Focused attention is the ability to have your attention and your immediate experience come together. How do you bring these two things together? It begins with curiosity. Curiosity is becoming interested in what is going on right here right now without needing it to be any different than what it is. You, like most people, have probably spent most of your life attempting to fix, change, and rearrange the things you don’t like, trying to get to a better place. Yet, the more you try to change what you are experiencing, the more you get pulled into the game of struggle. There really is a way out of this world of your conditioned, separate self that you crawled into when you were young. It is through the ability to see what is going on (by using curiosity) which enables you to then be with your struggling self, rather than being lost in it.

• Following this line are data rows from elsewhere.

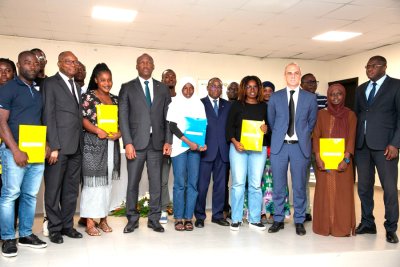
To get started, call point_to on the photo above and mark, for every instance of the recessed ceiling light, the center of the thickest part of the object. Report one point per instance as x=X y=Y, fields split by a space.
x=336 y=36
x=113 y=14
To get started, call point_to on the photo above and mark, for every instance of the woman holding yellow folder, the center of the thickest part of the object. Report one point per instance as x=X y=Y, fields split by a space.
x=247 y=163
x=101 y=156
x=334 y=191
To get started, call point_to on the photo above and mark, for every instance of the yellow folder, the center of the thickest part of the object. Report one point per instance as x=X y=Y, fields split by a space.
x=32 y=140
x=252 y=136
x=107 y=118
x=331 y=152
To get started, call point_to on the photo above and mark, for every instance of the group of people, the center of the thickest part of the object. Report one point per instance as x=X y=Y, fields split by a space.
x=154 y=124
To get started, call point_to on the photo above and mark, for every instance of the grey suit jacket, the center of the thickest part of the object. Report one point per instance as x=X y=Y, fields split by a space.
x=383 y=116
x=136 y=117
x=62 y=115
x=305 y=118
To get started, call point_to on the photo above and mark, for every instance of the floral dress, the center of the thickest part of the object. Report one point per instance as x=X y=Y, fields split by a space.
x=100 y=164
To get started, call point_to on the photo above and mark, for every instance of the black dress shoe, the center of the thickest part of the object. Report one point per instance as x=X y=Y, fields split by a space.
x=391 y=237
x=363 y=229
x=221 y=222
x=72 y=233
x=56 y=237
x=276 y=226
x=156 y=226
x=199 y=223
x=300 y=230
x=131 y=226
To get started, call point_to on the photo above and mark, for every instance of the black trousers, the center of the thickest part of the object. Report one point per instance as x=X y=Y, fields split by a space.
x=153 y=159
x=366 y=161
x=61 y=190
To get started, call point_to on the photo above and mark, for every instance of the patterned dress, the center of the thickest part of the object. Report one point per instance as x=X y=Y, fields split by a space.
x=96 y=190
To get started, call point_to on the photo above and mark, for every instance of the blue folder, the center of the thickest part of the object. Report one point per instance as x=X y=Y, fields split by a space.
x=195 y=131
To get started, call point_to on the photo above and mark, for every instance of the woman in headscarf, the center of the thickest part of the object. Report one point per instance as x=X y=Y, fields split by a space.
x=185 y=153
x=334 y=191
x=101 y=154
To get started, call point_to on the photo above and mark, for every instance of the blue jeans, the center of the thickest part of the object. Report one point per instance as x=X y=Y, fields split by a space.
x=186 y=175
x=23 y=183
x=248 y=164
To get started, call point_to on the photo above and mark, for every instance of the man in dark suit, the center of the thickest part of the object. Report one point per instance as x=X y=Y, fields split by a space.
x=143 y=106
x=291 y=115
x=377 y=106
x=216 y=158
x=62 y=115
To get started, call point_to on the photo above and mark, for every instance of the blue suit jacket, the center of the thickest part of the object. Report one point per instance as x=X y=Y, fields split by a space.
x=215 y=135
x=278 y=118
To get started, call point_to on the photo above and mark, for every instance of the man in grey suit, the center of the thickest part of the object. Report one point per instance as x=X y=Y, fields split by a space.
x=377 y=107
x=143 y=106
x=291 y=115
x=62 y=115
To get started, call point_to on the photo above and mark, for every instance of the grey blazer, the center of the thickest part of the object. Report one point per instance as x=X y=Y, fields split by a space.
x=383 y=116
x=62 y=115
x=136 y=117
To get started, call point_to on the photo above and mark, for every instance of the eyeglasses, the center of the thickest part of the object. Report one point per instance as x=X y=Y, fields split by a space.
x=311 y=82
x=373 y=66
x=71 y=62
x=216 y=87
x=41 y=58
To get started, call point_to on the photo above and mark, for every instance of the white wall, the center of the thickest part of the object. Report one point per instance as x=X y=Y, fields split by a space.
x=200 y=66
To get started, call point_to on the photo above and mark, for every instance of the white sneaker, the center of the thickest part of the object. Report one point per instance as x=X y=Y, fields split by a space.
x=235 y=226
x=45 y=229
x=164 y=217
x=257 y=226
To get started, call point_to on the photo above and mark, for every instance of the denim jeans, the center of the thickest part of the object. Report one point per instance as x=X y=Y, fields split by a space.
x=248 y=164
x=186 y=175
x=23 y=183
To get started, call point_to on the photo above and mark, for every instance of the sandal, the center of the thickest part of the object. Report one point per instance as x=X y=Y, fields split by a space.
x=179 y=226
x=188 y=226
x=93 y=231
x=105 y=227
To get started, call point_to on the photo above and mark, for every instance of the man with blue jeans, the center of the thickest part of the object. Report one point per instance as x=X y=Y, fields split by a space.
x=20 y=103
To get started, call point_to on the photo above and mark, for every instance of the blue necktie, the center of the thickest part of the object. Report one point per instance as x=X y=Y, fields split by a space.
x=147 y=90
x=216 y=106
x=371 y=94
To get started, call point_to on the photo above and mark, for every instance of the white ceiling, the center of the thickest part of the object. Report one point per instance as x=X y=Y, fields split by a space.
x=259 y=28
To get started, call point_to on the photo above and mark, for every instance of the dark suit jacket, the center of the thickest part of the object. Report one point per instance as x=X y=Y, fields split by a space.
x=62 y=115
x=305 y=118
x=383 y=116
x=215 y=135
x=136 y=117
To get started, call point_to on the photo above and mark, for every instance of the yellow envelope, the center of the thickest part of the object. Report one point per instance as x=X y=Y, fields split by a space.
x=107 y=118
x=331 y=152
x=32 y=140
x=252 y=136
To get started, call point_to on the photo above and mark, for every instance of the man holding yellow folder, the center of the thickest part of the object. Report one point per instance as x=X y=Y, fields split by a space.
x=20 y=104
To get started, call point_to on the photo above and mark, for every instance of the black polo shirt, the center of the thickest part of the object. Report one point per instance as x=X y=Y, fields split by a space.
x=24 y=103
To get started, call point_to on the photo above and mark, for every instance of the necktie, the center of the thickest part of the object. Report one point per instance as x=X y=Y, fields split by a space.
x=71 y=82
x=147 y=90
x=215 y=106
x=371 y=94
x=290 y=131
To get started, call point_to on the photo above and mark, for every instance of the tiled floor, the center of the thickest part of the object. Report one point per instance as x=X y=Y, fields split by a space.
x=213 y=245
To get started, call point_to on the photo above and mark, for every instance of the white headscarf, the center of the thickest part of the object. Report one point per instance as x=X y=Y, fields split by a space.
x=182 y=107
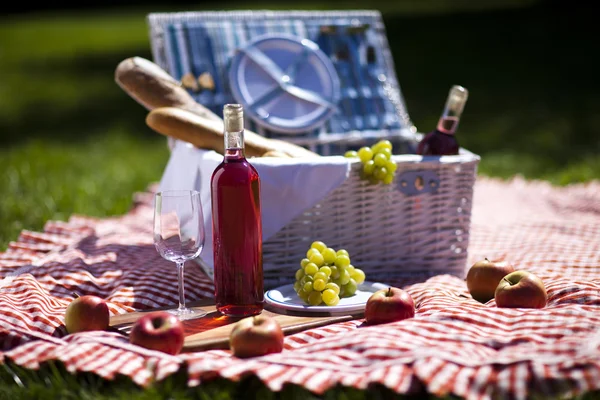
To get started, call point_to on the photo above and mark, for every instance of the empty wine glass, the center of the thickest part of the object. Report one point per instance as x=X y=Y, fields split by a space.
x=179 y=236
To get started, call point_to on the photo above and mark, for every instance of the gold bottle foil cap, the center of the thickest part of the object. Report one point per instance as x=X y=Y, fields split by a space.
x=457 y=98
x=233 y=116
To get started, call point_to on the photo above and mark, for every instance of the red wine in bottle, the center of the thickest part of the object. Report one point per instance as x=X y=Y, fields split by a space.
x=237 y=227
x=442 y=141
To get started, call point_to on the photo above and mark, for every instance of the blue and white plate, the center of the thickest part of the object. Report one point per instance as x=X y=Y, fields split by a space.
x=285 y=83
x=285 y=298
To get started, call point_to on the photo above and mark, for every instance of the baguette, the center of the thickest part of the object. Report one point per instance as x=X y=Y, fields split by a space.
x=153 y=87
x=208 y=134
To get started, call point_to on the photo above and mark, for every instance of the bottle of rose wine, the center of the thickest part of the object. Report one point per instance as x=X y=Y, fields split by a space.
x=237 y=228
x=442 y=141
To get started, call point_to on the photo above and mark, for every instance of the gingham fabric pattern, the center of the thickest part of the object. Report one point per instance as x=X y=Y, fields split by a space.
x=454 y=345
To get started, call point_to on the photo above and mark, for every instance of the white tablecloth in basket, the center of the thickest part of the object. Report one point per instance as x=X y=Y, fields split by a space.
x=288 y=186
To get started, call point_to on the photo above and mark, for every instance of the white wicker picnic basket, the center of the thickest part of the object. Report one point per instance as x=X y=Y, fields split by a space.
x=416 y=227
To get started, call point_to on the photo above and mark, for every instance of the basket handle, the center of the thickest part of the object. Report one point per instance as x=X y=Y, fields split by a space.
x=418 y=182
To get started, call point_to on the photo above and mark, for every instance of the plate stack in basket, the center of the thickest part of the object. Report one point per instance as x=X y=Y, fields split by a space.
x=326 y=81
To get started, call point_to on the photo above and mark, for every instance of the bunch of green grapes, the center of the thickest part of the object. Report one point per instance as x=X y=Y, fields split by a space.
x=326 y=275
x=377 y=163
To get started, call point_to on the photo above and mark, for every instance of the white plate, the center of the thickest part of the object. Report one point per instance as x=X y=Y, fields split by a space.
x=285 y=298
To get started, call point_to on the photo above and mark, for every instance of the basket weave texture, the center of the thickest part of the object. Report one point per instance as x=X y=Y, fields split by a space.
x=386 y=232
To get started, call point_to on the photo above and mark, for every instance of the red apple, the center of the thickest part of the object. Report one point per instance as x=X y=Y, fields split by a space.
x=87 y=313
x=256 y=336
x=389 y=305
x=521 y=289
x=483 y=278
x=158 y=330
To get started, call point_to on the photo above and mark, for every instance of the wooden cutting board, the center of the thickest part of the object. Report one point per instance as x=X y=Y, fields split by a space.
x=212 y=331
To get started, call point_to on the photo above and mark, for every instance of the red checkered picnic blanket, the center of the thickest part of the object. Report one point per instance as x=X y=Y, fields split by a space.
x=454 y=345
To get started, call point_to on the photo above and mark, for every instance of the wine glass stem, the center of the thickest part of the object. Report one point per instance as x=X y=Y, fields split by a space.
x=180 y=282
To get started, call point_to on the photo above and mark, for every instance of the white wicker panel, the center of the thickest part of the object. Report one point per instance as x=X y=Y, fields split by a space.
x=387 y=233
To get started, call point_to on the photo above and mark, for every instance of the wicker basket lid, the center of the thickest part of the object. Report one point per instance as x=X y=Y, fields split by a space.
x=205 y=49
x=285 y=83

If you have never read Grace and Grit by Ken Wilber, I highly recommend it. It is the story of Ken and his beloved wife Treya’s five-year journey through her breast cancer and treatment, resistance and acceptance, and finally their surrender to her death. It is an amazing story because you watch both of them open to the power of being present for what Life is offering, then forgetting (getting caught in their struggling selves), and then opening into curiosity again. I still remember the moment when I read that one of Treya’s spiritual teachers shared something like this with her, “Without changing anything, notice what is.” In other words, the way out of this struggling self is to see it. It is the ability to say “Fear is here” rather than ”I am afraid.” Who you are is that which can see what your struggling mind is saying rather than getting caught in its stories. You are awareness, yet your awareness has been identified for so long with this storyteller mind that is a ‘busyologist’ all day long.

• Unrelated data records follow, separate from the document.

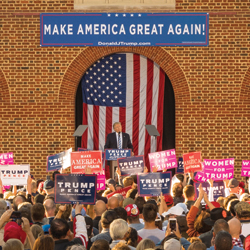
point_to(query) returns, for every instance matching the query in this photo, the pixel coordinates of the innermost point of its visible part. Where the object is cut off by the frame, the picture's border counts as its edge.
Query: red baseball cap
(132, 210)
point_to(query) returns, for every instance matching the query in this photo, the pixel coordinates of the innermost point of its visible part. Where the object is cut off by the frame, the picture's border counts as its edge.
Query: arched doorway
(147, 92)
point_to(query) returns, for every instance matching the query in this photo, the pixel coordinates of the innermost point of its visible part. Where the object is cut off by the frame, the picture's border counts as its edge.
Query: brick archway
(4, 93)
(88, 56)
(245, 87)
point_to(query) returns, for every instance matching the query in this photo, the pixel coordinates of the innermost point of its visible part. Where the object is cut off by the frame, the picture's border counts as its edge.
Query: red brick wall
(38, 85)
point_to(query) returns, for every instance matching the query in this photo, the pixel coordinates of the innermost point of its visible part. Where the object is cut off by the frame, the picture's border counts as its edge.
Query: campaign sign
(192, 162)
(124, 29)
(199, 176)
(131, 165)
(219, 169)
(103, 156)
(15, 174)
(114, 154)
(101, 180)
(122, 191)
(153, 184)
(218, 189)
(180, 166)
(245, 170)
(6, 159)
(82, 149)
(58, 161)
(72, 188)
(162, 160)
(81, 160)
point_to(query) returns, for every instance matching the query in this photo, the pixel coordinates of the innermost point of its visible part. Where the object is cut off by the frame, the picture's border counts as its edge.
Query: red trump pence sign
(192, 162)
(82, 159)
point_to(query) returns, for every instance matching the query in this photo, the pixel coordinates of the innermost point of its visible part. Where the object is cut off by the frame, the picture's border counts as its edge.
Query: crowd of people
(30, 219)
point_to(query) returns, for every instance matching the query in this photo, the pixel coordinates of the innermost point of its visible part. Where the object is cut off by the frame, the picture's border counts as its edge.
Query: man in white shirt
(150, 230)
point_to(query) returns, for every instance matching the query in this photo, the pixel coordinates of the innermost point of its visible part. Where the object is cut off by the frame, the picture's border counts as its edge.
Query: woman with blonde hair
(13, 244)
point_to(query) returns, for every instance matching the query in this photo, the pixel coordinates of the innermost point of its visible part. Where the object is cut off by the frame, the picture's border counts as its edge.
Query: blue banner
(58, 161)
(114, 154)
(124, 29)
(153, 184)
(180, 167)
(103, 155)
(131, 165)
(72, 188)
(219, 189)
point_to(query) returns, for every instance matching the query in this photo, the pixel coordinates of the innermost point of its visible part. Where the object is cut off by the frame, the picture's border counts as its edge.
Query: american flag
(128, 88)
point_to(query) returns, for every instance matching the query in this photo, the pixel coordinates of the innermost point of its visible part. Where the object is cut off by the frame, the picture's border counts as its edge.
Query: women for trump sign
(192, 162)
(163, 160)
(245, 170)
(86, 159)
(219, 169)
(72, 188)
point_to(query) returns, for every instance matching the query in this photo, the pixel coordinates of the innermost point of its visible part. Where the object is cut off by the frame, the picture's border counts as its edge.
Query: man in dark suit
(118, 138)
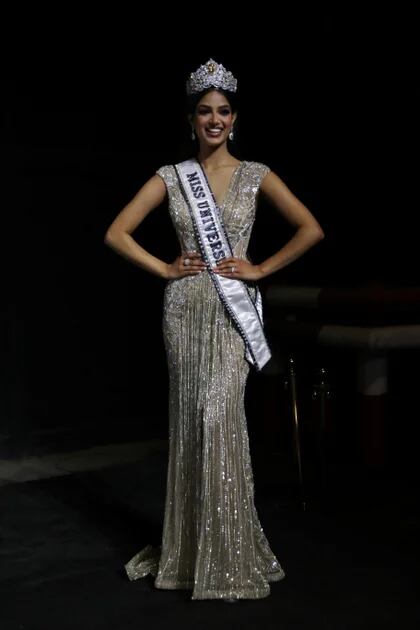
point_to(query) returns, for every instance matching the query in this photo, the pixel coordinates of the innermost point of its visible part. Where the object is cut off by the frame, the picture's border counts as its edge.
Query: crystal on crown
(211, 74)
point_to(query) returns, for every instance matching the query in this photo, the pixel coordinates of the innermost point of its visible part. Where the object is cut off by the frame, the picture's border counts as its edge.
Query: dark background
(90, 110)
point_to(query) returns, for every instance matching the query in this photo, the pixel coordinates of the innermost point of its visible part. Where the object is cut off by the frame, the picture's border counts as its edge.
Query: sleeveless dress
(212, 541)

In order to discover how to relate to what your mind is talking about rather than being identified with it, begin by choosing something that does not need your thoughts in order to exist and become curious about it for a few minutes. For example, you might listen to the sounds appearing and disappearing all around you, or notice the rising and falling of your breath, or savor the variety of flavors in your morning cereal with strawberries on top. As you are eating your cereal, really taste it. This is a moment of noticing what is. Then there is a very good chance that your stream of thought will take over again and it might go something like this, “Oh this strawberry is so good. I wonder where my friend got this box of strawberries. I will have to ask her. I wonder if they are expensive.” For a second or two, you truly experience the strawberry, and then you fall back into your ideas about the strawberry. Your attention will get pulled back into your stream of thought over and over again, but that’s okay because these moments of noticing count. After all, you have only lived most of your life lost in the thoughts that pass through you all day long.

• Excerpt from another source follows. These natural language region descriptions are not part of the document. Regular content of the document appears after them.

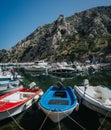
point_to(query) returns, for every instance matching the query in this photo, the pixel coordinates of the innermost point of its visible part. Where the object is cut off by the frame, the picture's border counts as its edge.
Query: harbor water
(83, 119)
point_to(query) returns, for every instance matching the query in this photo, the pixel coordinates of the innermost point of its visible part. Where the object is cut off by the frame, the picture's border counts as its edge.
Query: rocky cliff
(85, 34)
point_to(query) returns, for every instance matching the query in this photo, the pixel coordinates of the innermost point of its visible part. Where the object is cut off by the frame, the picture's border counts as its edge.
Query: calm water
(33, 118)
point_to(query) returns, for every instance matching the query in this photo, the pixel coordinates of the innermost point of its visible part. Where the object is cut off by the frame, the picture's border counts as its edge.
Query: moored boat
(18, 101)
(58, 102)
(96, 98)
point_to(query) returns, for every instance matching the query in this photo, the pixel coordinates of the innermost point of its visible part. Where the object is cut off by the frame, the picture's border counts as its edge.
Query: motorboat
(96, 98)
(6, 87)
(58, 102)
(18, 100)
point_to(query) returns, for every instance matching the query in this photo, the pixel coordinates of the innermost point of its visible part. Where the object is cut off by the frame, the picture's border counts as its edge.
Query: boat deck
(58, 102)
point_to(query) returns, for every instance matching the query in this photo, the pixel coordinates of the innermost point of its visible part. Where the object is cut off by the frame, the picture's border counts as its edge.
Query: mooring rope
(103, 121)
(44, 121)
(75, 121)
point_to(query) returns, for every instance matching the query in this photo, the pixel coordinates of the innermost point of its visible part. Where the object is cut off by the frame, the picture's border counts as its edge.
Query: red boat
(17, 101)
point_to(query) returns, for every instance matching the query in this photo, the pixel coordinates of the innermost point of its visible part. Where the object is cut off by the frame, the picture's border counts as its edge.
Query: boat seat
(60, 94)
(58, 102)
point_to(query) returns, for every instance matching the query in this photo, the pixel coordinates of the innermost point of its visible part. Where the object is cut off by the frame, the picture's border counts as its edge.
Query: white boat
(9, 75)
(18, 101)
(96, 98)
(6, 87)
(58, 102)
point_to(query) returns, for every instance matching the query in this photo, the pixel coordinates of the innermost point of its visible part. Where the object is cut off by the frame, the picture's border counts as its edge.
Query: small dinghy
(58, 102)
(19, 100)
(6, 87)
(96, 98)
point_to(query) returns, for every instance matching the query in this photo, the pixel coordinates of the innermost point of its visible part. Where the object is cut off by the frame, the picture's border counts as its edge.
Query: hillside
(84, 34)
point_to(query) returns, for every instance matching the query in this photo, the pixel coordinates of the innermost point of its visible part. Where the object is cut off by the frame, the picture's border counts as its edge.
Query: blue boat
(58, 102)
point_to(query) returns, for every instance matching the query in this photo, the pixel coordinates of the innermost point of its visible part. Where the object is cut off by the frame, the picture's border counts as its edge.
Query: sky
(19, 18)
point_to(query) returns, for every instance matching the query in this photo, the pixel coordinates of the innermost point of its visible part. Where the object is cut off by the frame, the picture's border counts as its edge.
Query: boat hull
(15, 109)
(93, 104)
(58, 103)
(57, 116)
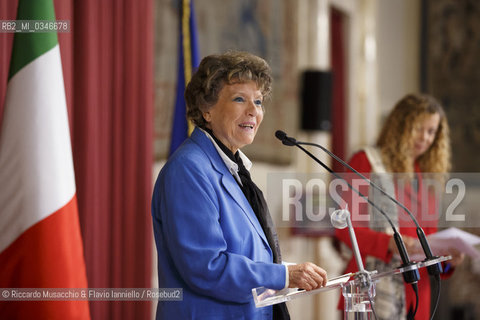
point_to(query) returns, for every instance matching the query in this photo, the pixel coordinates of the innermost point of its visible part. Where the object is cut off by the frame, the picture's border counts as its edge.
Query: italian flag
(40, 240)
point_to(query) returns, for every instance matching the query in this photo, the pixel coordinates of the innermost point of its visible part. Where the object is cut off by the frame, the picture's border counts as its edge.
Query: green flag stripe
(28, 46)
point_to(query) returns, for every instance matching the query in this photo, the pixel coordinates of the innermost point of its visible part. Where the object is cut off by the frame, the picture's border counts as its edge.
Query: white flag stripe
(36, 166)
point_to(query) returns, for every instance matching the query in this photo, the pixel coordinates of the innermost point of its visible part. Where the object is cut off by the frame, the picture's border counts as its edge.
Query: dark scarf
(257, 201)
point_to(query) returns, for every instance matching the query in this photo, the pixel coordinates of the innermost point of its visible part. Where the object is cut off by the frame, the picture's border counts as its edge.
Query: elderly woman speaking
(214, 235)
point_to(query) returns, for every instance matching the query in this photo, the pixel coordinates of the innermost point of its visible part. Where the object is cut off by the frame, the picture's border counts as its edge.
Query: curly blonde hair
(395, 141)
(215, 71)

As you develop the muscle of your attention through curiosity, you will experience more and more moments of focused attention. Slowly and surely, you will realize there are two entirely different things happening here: There’s Life and then there is your story about it. And what you long for is to fully open to this living moment, without laying a story over it. Know that this moment, right here as you are reading this, is the only moment that matters in your whole life.